The Theelin woman had silver streaked liberally through her hair, and as she moved Kevmo got the impression of age. He grinned widely. “Well met, Lady Jara.”
“Hmph. A charmer,” the old woman said, her scowl deepening at Kevmo’s enthusiastic greeting. “I run a respectable establishment,” she added, and Kevmo stood a bit straighter.
“Of course,” Kevmo said, looking to Master Zallah for help. He was usually able to make allies easily, but this old woman didn’t seem to care for him all that much. Did she fear Jedi, as well?
“We should rest,” Master Zallah said, saving Kevmo from figuring out what else he was supposed to say. “Thank you, Lady Jara, for all of your assistance. I will be meeting with the town elders tomorrow.” She gave the old woman a bow of respect, and Kevmo felt like smacking his forehead. Why hadn’t he thought of that?
Jara’s face split into a delighted grin. “No worries. No worries at all. And if you’d like me to accompany you, I am happy to. Now, the evening meal will be served promptly at sunsdown, so do not be late. No one likes late guests.”

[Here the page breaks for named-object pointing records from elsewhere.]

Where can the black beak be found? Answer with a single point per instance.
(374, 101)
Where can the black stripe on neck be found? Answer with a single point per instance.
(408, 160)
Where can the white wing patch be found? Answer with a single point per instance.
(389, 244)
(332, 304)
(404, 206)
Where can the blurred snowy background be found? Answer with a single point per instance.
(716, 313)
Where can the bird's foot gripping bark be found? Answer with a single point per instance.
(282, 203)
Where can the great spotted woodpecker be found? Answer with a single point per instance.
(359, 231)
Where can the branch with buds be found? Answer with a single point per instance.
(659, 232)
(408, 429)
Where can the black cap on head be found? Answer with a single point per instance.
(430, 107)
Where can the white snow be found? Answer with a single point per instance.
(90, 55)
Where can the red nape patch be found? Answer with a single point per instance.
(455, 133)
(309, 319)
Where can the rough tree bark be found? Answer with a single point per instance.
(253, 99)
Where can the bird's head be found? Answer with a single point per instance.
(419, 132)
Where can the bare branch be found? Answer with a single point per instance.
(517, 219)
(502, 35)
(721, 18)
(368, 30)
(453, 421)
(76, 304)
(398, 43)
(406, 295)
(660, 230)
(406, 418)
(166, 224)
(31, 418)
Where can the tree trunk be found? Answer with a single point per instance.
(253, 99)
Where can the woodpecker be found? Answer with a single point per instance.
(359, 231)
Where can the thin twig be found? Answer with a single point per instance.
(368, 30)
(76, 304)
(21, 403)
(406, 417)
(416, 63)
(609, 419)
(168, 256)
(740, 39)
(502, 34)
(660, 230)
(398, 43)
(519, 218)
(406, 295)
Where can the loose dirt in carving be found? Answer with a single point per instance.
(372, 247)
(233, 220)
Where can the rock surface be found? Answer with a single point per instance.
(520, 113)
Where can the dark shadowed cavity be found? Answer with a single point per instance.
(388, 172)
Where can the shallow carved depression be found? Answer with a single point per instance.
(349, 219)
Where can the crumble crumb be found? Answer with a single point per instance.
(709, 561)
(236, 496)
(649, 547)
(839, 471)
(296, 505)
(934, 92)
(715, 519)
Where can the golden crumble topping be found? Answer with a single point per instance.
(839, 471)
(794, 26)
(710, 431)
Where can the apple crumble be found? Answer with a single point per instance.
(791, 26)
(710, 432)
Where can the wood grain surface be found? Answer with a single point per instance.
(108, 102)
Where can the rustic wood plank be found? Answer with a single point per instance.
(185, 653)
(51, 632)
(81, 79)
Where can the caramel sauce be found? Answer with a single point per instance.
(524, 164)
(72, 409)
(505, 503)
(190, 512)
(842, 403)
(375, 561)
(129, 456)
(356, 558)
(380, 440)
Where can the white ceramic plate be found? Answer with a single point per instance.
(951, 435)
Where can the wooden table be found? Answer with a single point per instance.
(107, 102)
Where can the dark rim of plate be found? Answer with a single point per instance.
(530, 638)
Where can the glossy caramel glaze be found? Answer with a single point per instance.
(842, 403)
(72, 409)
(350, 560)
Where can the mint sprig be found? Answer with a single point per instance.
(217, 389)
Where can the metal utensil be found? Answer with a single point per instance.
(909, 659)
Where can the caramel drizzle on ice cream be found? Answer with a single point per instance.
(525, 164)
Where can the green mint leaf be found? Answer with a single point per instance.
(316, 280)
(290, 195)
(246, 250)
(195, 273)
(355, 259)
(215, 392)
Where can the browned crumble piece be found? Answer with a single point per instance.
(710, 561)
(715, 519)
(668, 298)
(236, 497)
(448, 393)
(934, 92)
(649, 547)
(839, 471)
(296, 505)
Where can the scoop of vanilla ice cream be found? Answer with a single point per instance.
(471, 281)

“Of course,” Zallah said before turning toward the lift at the back of the room. Kevmo tried to give the old woman a bow as he scooted past, but her scowl returned, deeper than before. So he ducked his head and hurried after his master.
Zallah did not say anything until she had pointed them to their rooms. “I got us an adjoining set,” she said, and the door slid open. Kevmo walked into a small sitting area and placed his parcels on the table. “Your room is on the right, although I was assured that all of the rooms were virtually the same.”
The place was simply appointed but clean, without a hint of vermin or even dust. It was a rarity to have such nice accommodations on the frontier, and Kevmo’s spirits picked up a bit. Perhaps Dalna wasn’t all dark-eyed girls who thought Jedi abused the Force.
Zallah frowned at Kevmo. “Something happen in the market?”